I have a very scarred lung. It will never get better and by just using a face mask I'm not sure that'll be enough the mask is 99.97 efficiency.
I have come up with an idea to help but I'm not sure it'll work two windows in my workshop put a fan in each one and in and out to be used when I'm cutting. Clothes off the workspace so that's very small with just my benches and tool using an air quality meter to check the quality before I start and to check when it goes back down I can take off my mask. I'm not sure if anybody has any better ideas or maybe I should just give up doing woodwork anymore?
Appreciate any ideas or help you may give me.
Thanks lookie loose


----------



## woodnthings (Jan 24, 2009)

There are self contained battery powered full face masks that blow a curtain of clean filtered air across your face.
Rather than me going through these links, you need to see what will fit your budget and other requirements:


seld contained battery power dust mask - Google Search



Video links here:


self contained battery powered dust mask - Google Search


----------



## DrRobert (Apr 27, 2015)

Good point about suspended particles. They are floating around a long time after we rip the face mask off.

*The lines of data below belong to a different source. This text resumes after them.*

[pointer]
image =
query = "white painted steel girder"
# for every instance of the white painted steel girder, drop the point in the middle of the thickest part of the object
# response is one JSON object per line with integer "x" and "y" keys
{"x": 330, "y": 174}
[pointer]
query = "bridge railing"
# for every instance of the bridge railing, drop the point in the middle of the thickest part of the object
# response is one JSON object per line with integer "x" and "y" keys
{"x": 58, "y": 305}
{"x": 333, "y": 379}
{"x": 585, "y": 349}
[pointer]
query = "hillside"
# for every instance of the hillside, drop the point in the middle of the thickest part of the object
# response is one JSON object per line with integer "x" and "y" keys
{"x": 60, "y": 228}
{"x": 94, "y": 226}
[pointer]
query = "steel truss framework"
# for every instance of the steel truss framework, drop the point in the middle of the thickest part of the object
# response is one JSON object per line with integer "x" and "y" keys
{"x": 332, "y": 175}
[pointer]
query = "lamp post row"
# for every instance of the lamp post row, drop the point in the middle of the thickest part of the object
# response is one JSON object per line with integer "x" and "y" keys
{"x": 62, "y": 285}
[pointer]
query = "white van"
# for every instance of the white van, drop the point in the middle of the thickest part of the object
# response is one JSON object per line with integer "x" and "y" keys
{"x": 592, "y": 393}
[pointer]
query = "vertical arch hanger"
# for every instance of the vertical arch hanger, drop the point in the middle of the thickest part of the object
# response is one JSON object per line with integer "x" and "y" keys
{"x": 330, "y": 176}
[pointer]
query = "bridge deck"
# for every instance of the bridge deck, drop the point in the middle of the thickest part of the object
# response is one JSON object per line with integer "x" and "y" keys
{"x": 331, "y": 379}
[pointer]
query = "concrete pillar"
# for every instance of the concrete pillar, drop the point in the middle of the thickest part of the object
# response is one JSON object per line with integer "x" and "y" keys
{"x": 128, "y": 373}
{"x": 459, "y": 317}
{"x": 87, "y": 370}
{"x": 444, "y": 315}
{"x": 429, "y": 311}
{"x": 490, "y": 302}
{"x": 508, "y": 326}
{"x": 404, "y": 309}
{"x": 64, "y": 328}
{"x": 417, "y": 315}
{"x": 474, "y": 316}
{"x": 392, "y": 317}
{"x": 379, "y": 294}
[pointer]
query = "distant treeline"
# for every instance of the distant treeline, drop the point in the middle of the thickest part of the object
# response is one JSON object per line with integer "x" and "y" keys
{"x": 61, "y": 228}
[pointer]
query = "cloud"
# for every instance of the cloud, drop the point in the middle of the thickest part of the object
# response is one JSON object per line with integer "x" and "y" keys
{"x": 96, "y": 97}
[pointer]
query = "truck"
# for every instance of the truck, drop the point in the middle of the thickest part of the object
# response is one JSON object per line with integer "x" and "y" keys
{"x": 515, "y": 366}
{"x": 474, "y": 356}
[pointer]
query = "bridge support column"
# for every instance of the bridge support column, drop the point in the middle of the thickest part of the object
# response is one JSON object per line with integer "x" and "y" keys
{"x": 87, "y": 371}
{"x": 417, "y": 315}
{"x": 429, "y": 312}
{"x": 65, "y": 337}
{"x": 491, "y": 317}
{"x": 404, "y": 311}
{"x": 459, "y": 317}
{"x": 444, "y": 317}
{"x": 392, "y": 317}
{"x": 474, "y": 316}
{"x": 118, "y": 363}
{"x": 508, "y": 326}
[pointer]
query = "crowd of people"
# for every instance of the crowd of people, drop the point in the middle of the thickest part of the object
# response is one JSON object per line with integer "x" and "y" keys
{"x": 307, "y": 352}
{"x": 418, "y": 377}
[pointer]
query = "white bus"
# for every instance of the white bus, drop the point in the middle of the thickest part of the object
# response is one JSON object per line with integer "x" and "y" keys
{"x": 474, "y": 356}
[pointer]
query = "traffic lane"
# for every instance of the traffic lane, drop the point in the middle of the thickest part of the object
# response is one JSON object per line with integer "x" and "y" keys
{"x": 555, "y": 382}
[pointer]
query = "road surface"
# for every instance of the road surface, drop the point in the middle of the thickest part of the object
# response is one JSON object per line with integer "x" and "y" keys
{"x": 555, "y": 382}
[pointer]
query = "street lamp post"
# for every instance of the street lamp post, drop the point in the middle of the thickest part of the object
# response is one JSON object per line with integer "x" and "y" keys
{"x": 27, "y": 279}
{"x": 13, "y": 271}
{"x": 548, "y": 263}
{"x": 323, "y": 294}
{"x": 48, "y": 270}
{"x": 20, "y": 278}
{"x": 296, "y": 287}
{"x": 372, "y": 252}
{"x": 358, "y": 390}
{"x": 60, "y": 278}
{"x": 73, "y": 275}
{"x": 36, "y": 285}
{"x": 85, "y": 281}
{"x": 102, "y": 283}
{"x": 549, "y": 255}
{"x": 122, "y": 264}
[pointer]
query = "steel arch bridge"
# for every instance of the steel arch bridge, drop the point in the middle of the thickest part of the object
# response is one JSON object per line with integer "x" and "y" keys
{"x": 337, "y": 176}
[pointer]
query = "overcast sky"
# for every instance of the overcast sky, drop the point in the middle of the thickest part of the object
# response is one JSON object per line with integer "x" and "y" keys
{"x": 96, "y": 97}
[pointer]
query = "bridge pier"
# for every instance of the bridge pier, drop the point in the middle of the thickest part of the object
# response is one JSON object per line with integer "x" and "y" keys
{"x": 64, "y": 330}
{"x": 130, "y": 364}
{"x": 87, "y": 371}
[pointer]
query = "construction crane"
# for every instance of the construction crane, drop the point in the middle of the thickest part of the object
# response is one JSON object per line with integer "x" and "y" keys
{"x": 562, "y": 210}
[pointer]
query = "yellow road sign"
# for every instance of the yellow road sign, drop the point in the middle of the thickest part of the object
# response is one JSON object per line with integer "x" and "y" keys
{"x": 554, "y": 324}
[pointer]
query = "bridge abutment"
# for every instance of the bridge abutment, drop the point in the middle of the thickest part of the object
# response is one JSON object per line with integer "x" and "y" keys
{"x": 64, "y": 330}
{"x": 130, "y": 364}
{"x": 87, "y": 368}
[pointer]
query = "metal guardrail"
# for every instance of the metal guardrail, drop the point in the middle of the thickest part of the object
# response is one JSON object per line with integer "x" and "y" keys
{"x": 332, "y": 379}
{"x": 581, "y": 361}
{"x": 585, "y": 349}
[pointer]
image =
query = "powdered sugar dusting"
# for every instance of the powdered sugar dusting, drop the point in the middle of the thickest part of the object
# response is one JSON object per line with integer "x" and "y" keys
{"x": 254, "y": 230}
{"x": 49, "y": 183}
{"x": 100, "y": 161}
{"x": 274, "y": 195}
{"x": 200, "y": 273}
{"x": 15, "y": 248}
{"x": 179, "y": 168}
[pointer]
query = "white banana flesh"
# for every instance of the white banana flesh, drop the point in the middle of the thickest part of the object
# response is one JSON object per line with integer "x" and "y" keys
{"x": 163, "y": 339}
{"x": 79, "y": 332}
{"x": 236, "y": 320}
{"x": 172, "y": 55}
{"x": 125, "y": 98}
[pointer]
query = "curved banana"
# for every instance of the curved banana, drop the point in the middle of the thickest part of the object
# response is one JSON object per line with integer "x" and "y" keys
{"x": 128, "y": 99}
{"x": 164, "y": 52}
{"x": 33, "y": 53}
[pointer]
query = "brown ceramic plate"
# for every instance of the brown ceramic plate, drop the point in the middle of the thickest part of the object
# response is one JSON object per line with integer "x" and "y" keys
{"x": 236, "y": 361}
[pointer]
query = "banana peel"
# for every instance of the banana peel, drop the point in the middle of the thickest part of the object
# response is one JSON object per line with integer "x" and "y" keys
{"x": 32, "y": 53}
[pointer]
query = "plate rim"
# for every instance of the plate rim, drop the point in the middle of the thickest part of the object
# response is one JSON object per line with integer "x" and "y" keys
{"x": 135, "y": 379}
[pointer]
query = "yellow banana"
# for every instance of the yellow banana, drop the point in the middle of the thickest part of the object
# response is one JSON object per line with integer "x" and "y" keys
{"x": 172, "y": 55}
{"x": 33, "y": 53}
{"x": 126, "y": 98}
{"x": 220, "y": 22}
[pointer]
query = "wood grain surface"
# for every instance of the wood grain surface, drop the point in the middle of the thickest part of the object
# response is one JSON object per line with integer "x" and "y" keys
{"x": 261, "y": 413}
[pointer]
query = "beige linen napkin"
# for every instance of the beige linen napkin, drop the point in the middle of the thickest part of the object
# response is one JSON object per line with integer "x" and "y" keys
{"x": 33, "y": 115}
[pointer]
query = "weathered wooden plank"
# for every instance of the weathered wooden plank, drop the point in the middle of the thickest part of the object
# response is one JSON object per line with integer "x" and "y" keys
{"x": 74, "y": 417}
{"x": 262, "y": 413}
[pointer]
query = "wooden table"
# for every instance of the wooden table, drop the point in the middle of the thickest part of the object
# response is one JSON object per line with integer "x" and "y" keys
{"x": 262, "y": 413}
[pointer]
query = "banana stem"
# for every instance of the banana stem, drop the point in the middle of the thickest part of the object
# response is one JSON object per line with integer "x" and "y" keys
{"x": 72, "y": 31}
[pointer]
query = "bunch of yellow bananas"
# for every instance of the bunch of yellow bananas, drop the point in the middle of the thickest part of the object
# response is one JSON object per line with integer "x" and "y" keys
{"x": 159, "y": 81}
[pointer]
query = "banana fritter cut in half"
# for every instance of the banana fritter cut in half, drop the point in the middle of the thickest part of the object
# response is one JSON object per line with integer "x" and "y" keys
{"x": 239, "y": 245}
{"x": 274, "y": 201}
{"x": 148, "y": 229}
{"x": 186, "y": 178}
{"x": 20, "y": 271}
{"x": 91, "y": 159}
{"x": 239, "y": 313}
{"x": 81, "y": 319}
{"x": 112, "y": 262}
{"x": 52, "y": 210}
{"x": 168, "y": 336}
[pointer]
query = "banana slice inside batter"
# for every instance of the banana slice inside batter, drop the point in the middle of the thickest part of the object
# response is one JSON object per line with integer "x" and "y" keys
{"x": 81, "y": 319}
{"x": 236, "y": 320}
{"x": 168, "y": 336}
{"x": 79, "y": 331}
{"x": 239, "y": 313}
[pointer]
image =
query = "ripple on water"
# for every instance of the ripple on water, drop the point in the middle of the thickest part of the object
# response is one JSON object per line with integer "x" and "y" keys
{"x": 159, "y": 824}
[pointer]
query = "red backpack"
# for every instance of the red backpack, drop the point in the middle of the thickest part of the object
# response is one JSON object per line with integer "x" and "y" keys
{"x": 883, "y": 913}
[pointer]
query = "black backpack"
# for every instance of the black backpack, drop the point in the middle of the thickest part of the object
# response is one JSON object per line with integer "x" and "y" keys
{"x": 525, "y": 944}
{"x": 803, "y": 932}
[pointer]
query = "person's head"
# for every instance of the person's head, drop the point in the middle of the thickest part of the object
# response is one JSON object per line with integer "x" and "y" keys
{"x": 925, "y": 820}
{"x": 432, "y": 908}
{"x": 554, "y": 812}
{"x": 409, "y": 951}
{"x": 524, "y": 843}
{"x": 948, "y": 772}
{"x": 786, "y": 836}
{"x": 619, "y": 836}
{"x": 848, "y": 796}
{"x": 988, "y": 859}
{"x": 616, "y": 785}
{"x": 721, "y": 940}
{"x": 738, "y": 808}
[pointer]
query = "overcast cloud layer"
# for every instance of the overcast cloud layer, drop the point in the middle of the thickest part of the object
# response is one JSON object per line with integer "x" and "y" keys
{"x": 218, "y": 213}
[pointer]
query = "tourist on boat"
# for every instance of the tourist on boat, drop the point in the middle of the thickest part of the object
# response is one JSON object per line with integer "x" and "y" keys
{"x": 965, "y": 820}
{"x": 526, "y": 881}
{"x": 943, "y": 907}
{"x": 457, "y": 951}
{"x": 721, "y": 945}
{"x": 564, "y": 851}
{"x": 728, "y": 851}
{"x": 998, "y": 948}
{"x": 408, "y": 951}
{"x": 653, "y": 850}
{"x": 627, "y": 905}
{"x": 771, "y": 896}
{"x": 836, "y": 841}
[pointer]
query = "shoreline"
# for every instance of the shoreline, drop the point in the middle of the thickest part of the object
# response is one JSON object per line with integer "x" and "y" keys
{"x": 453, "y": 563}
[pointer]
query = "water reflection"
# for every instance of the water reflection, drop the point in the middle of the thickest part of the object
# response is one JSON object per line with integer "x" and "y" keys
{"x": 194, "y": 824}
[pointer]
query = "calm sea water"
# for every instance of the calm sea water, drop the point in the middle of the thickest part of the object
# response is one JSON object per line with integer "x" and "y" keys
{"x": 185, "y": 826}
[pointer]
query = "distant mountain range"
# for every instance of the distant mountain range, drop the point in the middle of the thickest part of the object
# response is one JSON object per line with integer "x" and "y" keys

An air filtration unit Is a must in any shop. I don’t even know I’d they‘re available but if you can, get HEPA filters. And be sure your vac have them, too.

WW’ing is a bad hobby to have if your lungs are bad. Think about what the big dust producers are - saws and sanders. Excellent dust collection on them is a must. Anything you can do to minimize their use

A good argument could be made for going Neanderthal.


----------